The epidermal physiology results from a complex regulated homeostasis of keratinocyte proliferation, differentiation and death and is tightly regulated by a specific protein expression during cellular maturation. Cellular in silico models are considered a promising and inevitable tool for the understanding of this complex system. Hence, we need to incorporate the information of the differentiation dependent protein expression in cell based systems biological models of tissue homeostasis. Such methods require measuring tissue differentiation quantitatively while correlating it with biomarker expression intensities.
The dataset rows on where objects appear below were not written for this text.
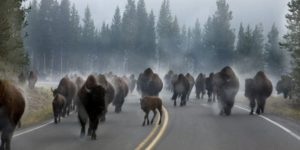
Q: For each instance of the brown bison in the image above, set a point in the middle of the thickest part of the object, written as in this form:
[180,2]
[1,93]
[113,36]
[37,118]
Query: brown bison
[22,78]
[181,89]
[227,86]
[110,92]
[67,89]
[32,79]
[151,103]
[191,80]
[91,105]
[200,86]
[132,83]
[168,80]
[257,90]
[210,87]
[121,91]
[149,83]
[12,106]
[58,106]
[286,86]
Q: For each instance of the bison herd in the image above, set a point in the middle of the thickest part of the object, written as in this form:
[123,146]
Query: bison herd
[91,98]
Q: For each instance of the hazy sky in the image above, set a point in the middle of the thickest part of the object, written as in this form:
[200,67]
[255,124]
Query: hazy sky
[187,11]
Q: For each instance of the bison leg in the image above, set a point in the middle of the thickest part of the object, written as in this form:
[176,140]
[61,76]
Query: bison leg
[183,100]
[252,105]
[6,138]
[174,97]
[160,114]
[154,115]
[145,118]
[82,122]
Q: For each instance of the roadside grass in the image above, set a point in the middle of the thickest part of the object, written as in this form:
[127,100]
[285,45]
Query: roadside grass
[38,106]
[277,105]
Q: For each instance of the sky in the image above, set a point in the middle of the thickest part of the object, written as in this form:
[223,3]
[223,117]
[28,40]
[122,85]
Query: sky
[250,12]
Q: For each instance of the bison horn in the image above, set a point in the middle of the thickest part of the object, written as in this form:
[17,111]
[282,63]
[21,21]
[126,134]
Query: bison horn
[87,90]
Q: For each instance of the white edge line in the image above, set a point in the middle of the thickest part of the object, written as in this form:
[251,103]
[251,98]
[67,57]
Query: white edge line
[33,129]
[274,123]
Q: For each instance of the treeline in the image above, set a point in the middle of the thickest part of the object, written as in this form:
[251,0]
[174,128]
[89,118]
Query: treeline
[12,55]
[59,40]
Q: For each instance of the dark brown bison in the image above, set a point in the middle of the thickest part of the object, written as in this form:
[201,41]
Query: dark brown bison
[110,92]
[79,82]
[12,106]
[149,83]
[181,89]
[91,105]
[257,90]
[32,79]
[285,85]
[67,89]
[151,103]
[227,86]
[132,83]
[58,106]
[210,87]
[200,86]
[191,80]
[168,80]
[121,91]
[22,78]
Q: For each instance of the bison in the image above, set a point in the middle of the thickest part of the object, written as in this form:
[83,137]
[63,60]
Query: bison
[121,91]
[151,103]
[132,83]
[181,89]
[12,106]
[168,80]
[257,90]
[110,92]
[32,79]
[149,83]
[58,106]
[91,105]
[210,87]
[67,89]
[285,86]
[191,80]
[200,86]
[227,86]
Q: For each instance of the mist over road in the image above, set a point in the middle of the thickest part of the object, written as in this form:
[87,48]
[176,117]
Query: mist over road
[196,126]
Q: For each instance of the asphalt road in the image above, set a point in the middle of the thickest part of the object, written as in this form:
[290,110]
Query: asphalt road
[194,127]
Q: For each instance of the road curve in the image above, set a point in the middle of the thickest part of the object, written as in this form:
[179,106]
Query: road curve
[196,126]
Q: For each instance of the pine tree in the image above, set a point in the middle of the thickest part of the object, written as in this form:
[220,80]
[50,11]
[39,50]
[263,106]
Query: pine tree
[275,58]
[12,54]
[223,35]
[292,39]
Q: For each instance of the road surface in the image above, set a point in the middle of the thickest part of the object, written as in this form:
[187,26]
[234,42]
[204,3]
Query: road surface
[194,127]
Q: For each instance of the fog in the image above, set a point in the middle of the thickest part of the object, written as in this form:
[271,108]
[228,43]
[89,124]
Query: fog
[252,12]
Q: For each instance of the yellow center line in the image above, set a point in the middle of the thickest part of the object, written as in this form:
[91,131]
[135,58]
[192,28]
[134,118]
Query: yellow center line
[151,134]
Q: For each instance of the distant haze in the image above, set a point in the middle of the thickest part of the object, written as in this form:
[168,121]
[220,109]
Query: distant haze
[246,11]
[251,12]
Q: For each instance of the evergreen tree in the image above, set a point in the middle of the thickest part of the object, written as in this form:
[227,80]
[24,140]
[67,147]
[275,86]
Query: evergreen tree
[292,39]
[223,36]
[275,58]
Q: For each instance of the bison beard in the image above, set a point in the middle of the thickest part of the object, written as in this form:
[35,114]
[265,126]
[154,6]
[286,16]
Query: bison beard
[12,106]
[93,103]
[257,90]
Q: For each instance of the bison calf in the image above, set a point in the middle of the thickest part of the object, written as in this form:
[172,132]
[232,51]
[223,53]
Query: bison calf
[151,103]
[12,106]
[58,106]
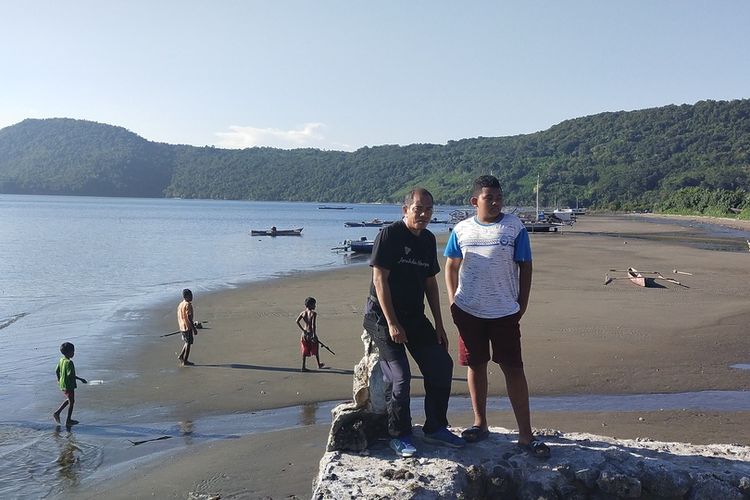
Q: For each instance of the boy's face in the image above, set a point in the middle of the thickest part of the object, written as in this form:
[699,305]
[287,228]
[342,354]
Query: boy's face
[489,204]
[419,212]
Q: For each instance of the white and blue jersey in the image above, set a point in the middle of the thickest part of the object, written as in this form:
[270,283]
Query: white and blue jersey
[488,280]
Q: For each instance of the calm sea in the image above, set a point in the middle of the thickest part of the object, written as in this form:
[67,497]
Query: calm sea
[84,269]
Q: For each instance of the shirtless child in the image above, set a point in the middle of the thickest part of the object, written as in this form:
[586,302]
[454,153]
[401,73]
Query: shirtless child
[307,322]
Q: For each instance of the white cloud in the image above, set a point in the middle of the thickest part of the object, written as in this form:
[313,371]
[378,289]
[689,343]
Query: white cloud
[309,135]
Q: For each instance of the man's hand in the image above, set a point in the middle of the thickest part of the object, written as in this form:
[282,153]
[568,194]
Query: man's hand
[398,335]
[442,337]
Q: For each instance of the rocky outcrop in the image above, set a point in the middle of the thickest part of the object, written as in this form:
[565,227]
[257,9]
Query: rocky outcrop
[357,424]
[581,466]
[359,464]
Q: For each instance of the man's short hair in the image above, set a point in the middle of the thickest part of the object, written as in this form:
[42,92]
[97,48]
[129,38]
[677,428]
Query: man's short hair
[67,348]
[409,198]
[486,181]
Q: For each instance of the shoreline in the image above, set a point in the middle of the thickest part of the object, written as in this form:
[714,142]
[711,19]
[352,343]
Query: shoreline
[247,358]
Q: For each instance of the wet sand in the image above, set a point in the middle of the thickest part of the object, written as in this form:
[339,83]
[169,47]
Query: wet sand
[579,337]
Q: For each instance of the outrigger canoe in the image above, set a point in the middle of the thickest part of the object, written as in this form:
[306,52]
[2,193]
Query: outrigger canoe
[637,278]
[276,232]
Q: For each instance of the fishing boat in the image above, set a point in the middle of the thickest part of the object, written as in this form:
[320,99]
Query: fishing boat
[538,222]
[362,246]
[637,278]
[372,223]
[276,232]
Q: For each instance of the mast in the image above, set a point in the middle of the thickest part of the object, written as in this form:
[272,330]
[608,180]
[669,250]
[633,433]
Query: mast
[537,197]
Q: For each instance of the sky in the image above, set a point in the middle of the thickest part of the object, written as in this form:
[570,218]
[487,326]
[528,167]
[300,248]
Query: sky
[341,75]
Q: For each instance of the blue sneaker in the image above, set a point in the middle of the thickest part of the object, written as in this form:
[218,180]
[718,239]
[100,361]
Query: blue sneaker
[444,437]
[403,446]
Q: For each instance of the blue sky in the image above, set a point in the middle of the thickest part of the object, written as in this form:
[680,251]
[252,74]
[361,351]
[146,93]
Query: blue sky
[347,74]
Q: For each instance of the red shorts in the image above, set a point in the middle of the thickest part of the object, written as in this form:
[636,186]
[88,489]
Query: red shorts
[308,347]
[476,334]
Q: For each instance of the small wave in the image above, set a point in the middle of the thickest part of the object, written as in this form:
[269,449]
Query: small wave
[9,321]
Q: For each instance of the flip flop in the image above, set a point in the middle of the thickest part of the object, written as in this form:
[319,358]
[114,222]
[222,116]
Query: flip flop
[536,448]
[474,434]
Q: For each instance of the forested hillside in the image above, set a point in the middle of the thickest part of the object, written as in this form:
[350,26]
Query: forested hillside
[621,160]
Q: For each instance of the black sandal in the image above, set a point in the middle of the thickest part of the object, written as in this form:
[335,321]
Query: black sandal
[536,448]
[474,434]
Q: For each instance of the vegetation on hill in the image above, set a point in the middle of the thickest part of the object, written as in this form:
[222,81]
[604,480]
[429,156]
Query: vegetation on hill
[673,158]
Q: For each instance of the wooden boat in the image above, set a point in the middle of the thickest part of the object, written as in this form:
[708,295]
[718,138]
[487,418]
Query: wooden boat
[638,278]
[276,232]
[361,246]
[372,223]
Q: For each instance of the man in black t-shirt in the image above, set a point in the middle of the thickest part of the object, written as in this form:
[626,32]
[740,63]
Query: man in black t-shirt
[404,264]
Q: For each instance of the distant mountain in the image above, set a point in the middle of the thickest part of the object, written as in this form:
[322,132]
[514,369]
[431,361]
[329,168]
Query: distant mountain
[611,160]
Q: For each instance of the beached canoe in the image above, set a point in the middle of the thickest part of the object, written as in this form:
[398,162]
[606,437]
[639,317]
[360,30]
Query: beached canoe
[637,278]
[276,232]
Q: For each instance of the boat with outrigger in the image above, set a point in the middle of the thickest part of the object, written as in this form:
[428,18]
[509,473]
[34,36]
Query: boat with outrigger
[360,246]
[276,232]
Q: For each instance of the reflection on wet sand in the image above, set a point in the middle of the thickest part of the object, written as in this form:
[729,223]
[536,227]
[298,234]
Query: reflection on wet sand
[68,460]
[308,413]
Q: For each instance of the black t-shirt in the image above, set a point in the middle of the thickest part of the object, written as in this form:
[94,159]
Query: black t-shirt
[411,260]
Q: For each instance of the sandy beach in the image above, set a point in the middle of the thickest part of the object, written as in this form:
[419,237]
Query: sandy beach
[580,337]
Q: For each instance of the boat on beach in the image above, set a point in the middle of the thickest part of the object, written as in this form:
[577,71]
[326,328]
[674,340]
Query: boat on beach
[638,278]
[276,232]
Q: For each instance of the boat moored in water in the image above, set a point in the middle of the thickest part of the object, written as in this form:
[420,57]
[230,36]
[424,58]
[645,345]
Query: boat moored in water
[276,232]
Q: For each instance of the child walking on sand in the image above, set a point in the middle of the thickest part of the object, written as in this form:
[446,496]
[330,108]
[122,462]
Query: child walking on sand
[307,322]
[66,378]
[187,325]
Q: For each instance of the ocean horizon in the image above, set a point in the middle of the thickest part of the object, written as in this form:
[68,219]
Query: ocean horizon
[88,270]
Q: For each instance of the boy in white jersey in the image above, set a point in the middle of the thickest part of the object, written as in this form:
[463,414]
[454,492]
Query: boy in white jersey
[488,277]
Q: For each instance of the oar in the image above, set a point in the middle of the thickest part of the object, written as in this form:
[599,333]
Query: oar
[675,271]
[198,324]
[671,280]
[627,271]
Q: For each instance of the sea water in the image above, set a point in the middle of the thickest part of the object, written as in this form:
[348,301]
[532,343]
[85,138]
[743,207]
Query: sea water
[86,269]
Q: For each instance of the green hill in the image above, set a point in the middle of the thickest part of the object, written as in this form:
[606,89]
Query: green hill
[619,160]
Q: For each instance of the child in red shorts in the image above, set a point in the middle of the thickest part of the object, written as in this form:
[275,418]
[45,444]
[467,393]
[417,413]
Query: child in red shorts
[307,322]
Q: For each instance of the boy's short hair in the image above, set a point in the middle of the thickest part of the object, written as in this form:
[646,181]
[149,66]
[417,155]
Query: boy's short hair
[485,181]
[67,348]
[409,198]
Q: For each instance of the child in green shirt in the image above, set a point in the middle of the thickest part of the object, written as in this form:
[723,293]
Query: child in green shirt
[66,378]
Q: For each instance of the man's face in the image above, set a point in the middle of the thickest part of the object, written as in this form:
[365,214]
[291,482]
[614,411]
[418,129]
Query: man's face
[489,203]
[419,212]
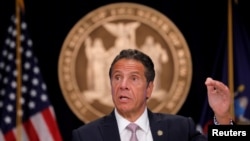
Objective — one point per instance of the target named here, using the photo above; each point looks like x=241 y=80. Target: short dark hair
x=138 y=56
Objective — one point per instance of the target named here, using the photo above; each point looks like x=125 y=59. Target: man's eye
x=134 y=78
x=117 y=77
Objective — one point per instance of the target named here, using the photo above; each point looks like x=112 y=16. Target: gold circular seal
x=99 y=36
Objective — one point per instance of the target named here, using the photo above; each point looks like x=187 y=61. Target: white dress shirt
x=143 y=134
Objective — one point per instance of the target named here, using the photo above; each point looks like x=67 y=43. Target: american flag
x=38 y=118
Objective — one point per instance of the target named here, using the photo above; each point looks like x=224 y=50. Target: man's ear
x=149 y=89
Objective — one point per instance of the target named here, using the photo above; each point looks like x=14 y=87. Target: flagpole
x=230 y=55
x=19 y=6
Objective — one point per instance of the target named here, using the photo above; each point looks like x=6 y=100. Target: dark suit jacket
x=173 y=127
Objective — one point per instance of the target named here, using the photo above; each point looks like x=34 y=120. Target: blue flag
x=38 y=121
x=241 y=69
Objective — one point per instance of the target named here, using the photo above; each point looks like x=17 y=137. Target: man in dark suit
x=131 y=77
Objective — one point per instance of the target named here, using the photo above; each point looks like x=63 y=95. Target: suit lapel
x=159 y=132
x=109 y=128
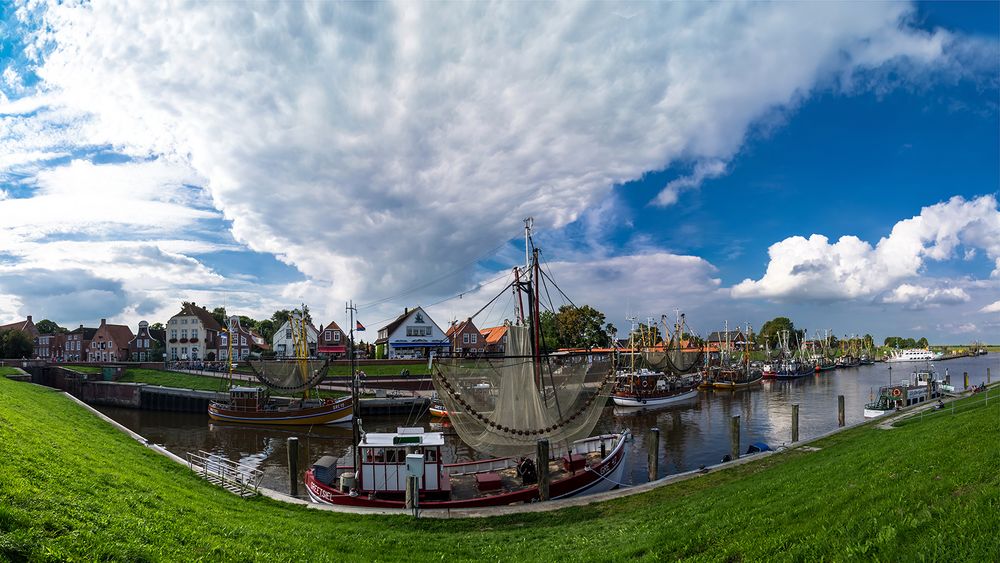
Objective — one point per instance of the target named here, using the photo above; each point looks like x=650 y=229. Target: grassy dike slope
x=71 y=487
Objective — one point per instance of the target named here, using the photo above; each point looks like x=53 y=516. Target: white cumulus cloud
x=814 y=269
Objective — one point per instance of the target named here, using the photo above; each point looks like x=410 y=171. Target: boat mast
x=355 y=408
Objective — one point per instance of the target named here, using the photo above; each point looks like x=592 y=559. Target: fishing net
x=498 y=407
x=292 y=375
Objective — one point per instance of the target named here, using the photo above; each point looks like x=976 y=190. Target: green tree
x=15 y=344
x=772 y=328
x=46 y=326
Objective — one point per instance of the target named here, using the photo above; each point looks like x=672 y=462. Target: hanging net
x=292 y=375
x=497 y=406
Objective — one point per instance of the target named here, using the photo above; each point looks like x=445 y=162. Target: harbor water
x=693 y=433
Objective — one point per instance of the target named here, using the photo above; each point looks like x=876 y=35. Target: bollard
x=654 y=453
x=543 y=469
x=293 y=466
x=795 y=423
x=734 y=437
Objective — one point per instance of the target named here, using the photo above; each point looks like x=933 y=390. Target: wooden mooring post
x=654 y=453
x=543 y=469
x=795 y=423
x=293 y=466
x=734 y=437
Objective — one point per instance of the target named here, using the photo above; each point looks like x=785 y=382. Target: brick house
x=78 y=344
x=141 y=348
x=332 y=341
x=110 y=343
x=465 y=338
x=192 y=334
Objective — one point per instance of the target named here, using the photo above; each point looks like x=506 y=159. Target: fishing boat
x=923 y=385
x=255 y=405
x=507 y=408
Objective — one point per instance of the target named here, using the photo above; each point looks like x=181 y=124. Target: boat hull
x=330 y=412
x=632 y=400
x=603 y=477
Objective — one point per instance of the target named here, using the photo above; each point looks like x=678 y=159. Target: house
x=110 y=343
x=78 y=343
x=192 y=334
x=51 y=347
x=465 y=339
x=412 y=335
x=496 y=339
x=723 y=340
x=332 y=341
x=146 y=343
x=244 y=341
x=283 y=342
x=26 y=326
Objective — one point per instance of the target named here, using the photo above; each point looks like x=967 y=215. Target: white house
x=412 y=335
x=284 y=346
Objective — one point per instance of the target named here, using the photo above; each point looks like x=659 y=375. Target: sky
x=835 y=163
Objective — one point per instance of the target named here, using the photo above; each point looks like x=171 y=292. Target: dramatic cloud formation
x=814 y=269
x=375 y=145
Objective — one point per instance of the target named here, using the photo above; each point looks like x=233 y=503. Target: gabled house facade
x=465 y=339
x=78 y=344
x=244 y=341
x=110 y=343
x=412 y=335
x=331 y=341
x=192 y=334
x=495 y=338
x=284 y=345
x=147 y=343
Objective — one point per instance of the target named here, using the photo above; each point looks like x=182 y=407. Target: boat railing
x=483 y=466
x=235 y=477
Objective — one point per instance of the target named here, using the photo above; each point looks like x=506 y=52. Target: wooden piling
x=734 y=437
x=795 y=423
x=654 y=453
x=293 y=466
x=543 y=469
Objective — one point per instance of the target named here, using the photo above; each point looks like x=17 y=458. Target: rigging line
x=436 y=280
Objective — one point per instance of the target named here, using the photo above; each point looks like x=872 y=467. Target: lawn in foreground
x=72 y=487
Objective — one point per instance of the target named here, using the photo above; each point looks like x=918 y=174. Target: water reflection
x=692 y=433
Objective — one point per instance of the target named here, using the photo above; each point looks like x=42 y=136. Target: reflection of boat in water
x=254 y=405
x=501 y=406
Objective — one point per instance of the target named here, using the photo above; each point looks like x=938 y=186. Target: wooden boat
x=250 y=405
x=591 y=465
x=254 y=405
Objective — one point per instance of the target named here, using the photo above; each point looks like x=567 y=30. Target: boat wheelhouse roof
x=403 y=436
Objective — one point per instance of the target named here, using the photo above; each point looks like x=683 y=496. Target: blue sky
x=671 y=157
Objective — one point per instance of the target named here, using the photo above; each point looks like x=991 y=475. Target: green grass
x=71 y=487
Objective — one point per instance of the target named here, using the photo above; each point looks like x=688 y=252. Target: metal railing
x=235 y=477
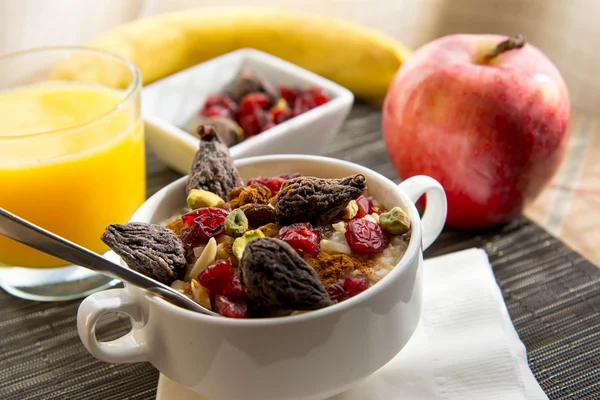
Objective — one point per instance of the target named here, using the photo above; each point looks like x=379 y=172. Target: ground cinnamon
x=253 y=194
x=332 y=267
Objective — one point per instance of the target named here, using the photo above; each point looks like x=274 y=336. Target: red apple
x=488 y=121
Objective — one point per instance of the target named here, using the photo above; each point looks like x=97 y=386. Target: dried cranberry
x=218 y=111
x=365 y=206
x=234 y=289
x=289 y=94
x=302 y=237
x=290 y=176
x=217 y=277
x=280 y=114
x=253 y=102
x=253 y=124
x=231 y=308
x=348 y=287
x=273 y=183
x=364 y=236
x=337 y=291
x=203 y=223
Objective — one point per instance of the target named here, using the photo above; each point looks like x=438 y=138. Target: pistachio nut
x=395 y=221
x=350 y=211
x=236 y=223
x=240 y=243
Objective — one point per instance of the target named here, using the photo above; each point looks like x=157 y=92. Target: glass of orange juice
x=71 y=160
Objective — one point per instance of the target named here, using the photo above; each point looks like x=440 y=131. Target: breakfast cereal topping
x=259 y=214
x=247 y=81
x=274 y=247
x=333 y=267
x=149 y=249
x=253 y=194
x=212 y=168
x=227 y=129
x=198 y=198
x=236 y=223
x=395 y=221
x=273 y=273
x=310 y=199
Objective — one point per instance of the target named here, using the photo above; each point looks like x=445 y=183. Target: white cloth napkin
x=465 y=346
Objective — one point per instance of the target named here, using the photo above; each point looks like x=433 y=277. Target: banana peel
x=361 y=59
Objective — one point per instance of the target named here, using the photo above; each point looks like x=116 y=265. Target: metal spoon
x=40 y=239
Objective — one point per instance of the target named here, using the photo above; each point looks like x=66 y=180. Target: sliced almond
x=331 y=247
x=340 y=227
x=200 y=294
x=206 y=259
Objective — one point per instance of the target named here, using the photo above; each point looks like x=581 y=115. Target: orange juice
x=71 y=161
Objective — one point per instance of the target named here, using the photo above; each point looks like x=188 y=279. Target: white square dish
x=170 y=103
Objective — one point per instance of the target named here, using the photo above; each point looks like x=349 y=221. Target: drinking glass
x=71 y=160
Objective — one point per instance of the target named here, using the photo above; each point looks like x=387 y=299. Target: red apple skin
x=492 y=135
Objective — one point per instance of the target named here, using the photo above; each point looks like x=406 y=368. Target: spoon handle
x=38 y=238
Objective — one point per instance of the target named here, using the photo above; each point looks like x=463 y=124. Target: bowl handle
x=129 y=348
x=436 y=208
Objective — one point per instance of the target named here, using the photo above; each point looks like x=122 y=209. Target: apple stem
x=514 y=42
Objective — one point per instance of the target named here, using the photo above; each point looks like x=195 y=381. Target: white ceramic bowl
x=170 y=103
x=308 y=356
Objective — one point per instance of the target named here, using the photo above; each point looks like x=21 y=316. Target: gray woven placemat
x=552 y=295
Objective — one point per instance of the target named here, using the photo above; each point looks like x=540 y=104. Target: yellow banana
x=361 y=59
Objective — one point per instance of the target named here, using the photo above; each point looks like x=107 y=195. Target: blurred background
x=566 y=30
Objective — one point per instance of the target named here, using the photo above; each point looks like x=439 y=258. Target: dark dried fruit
x=273 y=273
x=364 y=236
x=227 y=129
x=259 y=214
x=151 y=250
x=317 y=200
x=290 y=175
x=212 y=168
x=221 y=101
x=248 y=81
x=252 y=194
x=175 y=225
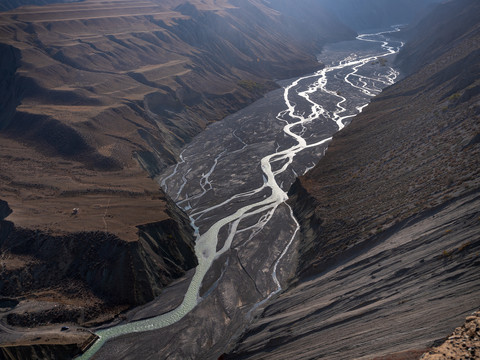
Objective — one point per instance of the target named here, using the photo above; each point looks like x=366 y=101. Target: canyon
x=100 y=93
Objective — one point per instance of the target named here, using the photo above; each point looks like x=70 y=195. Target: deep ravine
x=232 y=182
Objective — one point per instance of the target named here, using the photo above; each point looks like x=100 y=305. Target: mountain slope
x=371 y=14
x=388 y=253
x=97 y=93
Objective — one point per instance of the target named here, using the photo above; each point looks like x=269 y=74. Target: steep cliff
x=371 y=14
x=389 y=221
x=147 y=77
x=115 y=270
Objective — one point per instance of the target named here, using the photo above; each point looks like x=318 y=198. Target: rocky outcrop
x=118 y=271
x=348 y=200
x=151 y=89
x=39 y=352
x=10 y=91
x=12 y=4
x=4 y=210
x=464 y=343
x=65 y=349
x=389 y=224
x=439 y=33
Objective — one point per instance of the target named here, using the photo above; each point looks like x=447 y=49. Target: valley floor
x=411 y=287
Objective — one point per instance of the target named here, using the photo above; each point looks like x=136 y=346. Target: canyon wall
x=389 y=218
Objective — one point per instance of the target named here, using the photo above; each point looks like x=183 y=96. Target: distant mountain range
x=390 y=231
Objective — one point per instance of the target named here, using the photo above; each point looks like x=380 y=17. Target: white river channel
x=347 y=71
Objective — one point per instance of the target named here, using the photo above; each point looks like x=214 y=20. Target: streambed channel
x=232 y=181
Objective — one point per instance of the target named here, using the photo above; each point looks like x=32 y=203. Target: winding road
x=232 y=181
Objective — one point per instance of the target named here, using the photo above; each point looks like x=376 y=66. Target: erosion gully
x=232 y=182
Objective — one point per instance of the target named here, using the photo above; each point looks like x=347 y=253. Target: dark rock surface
x=4 y=210
x=120 y=272
x=389 y=254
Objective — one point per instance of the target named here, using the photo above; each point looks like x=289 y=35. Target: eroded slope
x=388 y=255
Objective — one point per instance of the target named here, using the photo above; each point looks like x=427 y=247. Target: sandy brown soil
x=44 y=193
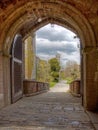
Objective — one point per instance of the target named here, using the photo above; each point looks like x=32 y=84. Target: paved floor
x=54 y=110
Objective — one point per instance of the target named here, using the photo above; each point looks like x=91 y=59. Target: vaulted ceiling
x=81 y=16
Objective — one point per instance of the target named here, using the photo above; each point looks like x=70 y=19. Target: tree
x=72 y=70
x=54 y=69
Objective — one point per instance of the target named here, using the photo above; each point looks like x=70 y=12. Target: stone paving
x=54 y=110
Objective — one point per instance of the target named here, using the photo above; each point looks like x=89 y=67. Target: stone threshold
x=94 y=118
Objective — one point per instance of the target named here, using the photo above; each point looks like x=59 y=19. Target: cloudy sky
x=53 y=40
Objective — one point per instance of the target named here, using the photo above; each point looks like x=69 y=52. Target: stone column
x=6 y=80
x=34 y=56
x=90 y=76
Differentiation of a keratinocyte is characterized by its continuously changing morphology concomitant with its movement from the basal layer to the surface, leading to a decreased average nuclei density throughout the tissue. Based thereon, we designed and evaluated three different mathematical measures (nuclei based, distance based, and joint approach) for quantifying differentiation in epidermal keratinocytes. We integrated them with an immunofluorescent staining and image analysis method for tissue sections, automatically quantifying epidermal differentiation and measuring the corresponding expression of biomarkers. When studying five well-known differentiation related biomarkers in an epidermal neck sample only the resulting biomarker profiles incorporating the relative distance information of cells to the tissue borders (distance based and joint approach) provided a high-resolution view on the whole process of keratinocyte differentiation. By contrast, the inverse nuclei density approach led to an increased resolution at early but heavily decreased resolution at late differentiation. This effect results from the heavy non-linear decay of DAPI intensity per area, probably caused by cytoplasmic growth and chromatin decondensation. In the joint approach this effect could be compensated again by incorporating distance information.


We suppose that key mechanisms regulating tissue homeostasis probably depend more on distance information rather than on nuclei reorganization. Concluding, the distance approach appears well suited for comprehensively observing keratinocyte differentiation.